3-3. 仲卸業者と小売業者のほうが大変

実は、大変だったのは農家だけでなく、青果業者と言われる仲卸業者や末端の消費者に販売する小売業者も大変です。

青果業者は小売業者からの受注に対して、市場の相場が安かろうが高かろうが関係なく、必ず農作物を仕入れて納入しなければなりません。小売業者への価格よりも高値で仕入れることも珍しくありません。安定した価格で仕入れたいと思う青果業者が多くいます。

スーパーや八百屋にあたる小売業者も、高い野菜ばかりを販売しているとお客様が離れてしまうので、できればいつも同じお手頃な価格で販売したいと考えています。

 

4. 農業事業で成功するには

農業事業に参入した人や企業は、これからますます多くなることが予想されます。

しかしながら、成功できる企業は、ほんの一握りの企業だけでしょう。なぜならば、農業に新規参入する企業は、農業を簡単に考えている傾向にあるからです。

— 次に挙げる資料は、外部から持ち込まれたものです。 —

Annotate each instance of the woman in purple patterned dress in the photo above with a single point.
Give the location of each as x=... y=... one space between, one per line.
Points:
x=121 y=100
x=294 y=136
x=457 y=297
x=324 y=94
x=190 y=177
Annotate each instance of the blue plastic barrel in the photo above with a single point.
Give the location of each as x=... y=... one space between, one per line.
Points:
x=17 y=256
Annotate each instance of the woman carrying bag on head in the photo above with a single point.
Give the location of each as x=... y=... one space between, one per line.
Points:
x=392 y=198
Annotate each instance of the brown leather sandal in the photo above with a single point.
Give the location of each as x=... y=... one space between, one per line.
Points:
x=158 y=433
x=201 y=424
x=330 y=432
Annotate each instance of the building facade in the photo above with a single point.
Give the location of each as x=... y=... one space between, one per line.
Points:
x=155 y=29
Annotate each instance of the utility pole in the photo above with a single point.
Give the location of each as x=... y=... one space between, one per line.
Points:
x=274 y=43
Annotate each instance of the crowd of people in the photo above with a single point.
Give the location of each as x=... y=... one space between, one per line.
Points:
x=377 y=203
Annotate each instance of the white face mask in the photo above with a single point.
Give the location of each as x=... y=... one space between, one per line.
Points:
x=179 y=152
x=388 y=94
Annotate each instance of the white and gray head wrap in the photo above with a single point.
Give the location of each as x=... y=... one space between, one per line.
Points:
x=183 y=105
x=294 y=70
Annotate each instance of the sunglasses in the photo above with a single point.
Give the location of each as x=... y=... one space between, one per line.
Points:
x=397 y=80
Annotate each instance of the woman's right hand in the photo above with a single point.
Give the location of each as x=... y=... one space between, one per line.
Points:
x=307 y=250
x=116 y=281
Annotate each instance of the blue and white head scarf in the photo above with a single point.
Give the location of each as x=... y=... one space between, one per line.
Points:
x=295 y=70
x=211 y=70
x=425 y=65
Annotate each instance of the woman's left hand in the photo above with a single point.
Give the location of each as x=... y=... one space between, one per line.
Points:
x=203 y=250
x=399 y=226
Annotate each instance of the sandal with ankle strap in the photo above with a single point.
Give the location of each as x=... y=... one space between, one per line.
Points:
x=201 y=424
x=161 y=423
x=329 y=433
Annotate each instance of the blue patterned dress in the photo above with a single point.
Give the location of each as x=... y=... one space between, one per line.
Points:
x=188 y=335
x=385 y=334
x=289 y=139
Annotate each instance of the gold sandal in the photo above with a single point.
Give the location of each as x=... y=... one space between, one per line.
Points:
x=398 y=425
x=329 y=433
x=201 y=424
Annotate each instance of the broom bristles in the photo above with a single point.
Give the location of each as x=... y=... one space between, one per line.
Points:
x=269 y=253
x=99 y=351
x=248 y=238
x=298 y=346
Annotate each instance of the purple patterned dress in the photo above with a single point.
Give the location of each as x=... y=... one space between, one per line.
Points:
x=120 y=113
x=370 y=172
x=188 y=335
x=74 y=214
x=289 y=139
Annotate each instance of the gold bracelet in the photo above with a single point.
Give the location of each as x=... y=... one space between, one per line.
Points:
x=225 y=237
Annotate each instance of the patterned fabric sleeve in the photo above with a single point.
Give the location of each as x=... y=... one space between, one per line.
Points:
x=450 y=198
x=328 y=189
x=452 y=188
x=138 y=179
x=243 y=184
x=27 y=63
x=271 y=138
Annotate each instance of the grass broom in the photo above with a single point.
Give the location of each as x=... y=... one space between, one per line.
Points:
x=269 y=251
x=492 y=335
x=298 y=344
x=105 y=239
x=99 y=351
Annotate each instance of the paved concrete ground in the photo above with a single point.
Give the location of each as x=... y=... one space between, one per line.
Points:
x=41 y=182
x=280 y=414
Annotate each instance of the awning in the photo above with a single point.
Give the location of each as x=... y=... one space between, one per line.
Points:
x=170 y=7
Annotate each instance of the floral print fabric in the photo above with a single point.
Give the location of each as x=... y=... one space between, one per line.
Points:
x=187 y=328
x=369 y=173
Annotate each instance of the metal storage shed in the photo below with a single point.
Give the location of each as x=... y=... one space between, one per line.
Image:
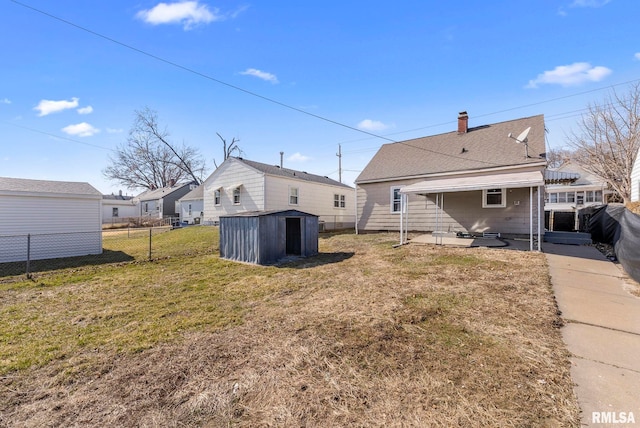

これまでの日本の農業は、農家の農家による農家のための農業でした。しかし、これからの農業は企業が普通に行っているサービス業としての新しい農業です。適当に土地を探して、適当に栽培すれば売れて儲かるというものではなりません。

また、国や自治体から助成金をもらって行う事業でもありません。ダイレクト・レスポンス・マーケティングを取り入れて、直接消費者に届けるようなマーケティングを必要になります。企業の資金力で、アメリカのような大規模農業に着手することかもしれません。

 

5. まとめ

食にまつわる農産物を取り巻くマーケットは、常にお金がまわる極めて大きな市場です。それにも関わらず、農家と直接連携した、安定的に供給できるサプライヤーがいないために、農業にお金が流れてきていない、ということが言えます。

実際、そのニーズを満たす生産者には、注文が殺到しているというケースが増えてきています。この動きは今後加速していきます。